Sleeping pills taken by millions of people worldwide increase the risk of lung cancer, says a new research.
The study of nearly 30,000 people revealed they raise the risk of cancerous growths in mouth, nose and windpipe.
Researchers said that the more sleep drugs a person takes and the longer they are on them, increases the risk.
People taking sleeping pills at least twice a week are two-and-a-half times more likely to develop cancer of the airways compared with non-users. The risk is treble for those using sleep medication for three years or more.
The two decade study, which involved scientists from Norway, Finland and United Kingdom is the largest study, which is yet to highlight the cancer risk from using sleep medications.

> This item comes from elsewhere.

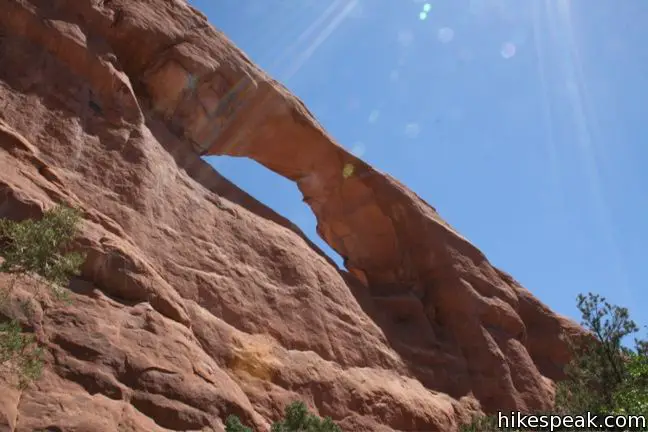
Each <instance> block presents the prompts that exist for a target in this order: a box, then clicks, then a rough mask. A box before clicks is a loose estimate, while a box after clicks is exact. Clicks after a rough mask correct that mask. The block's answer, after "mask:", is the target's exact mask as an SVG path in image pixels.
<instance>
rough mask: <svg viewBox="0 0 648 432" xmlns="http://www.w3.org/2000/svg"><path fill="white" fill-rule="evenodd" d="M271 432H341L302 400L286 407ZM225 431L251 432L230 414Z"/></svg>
mask: <svg viewBox="0 0 648 432" xmlns="http://www.w3.org/2000/svg"><path fill="white" fill-rule="evenodd" d="M271 431H272V432H342V429H340V427H339V426H337V425H336V424H335V423H333V420H331V418H330V417H326V418H324V419H322V418H319V417H317V416H316V415H314V414H312V413H310V412H309V411H308V408H306V405H304V403H303V402H298V401H296V402H293V403H291V404H290V405H288V406H287V407H286V410H285V412H284V419H283V420H281V421H279V422H276V423H274V424H273V425H272V428H271ZM225 432H252V429H250V428H248V427H246V426H244V425H243V424H242V423H241V421H240V420H239V418H238V417H236V416H234V415H231V416H229V417H228V418H227V421H226V422H225Z"/></svg>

A team lead by scientists at the Norwegian Institute of Public Health analyzed the records of thousands of public sector employees. Information on lifestyle topics, sleep patterns, the use of sleeping pills were collected regularly and followed for 20 years.
The study found only a slight increase in the risk of all types of cancer if sleep medications were taken regularly. The scientists looked at respiratory cancers and found increased risk.
Sleeping pills increases infections which promotes the growth of cancer cells. The researchers said the results may also have been affected by smoking rates.
The researchers said, "The association between the use of sleep medications and an increased mortality risk has been documented in more than 20 studies. Although most research has focused on all-cause mortality, a few studies have found that sleep medications are specifically associated with cancer deaths. Further research is urgently needed to determine whether current sleep medications increase cancer risk."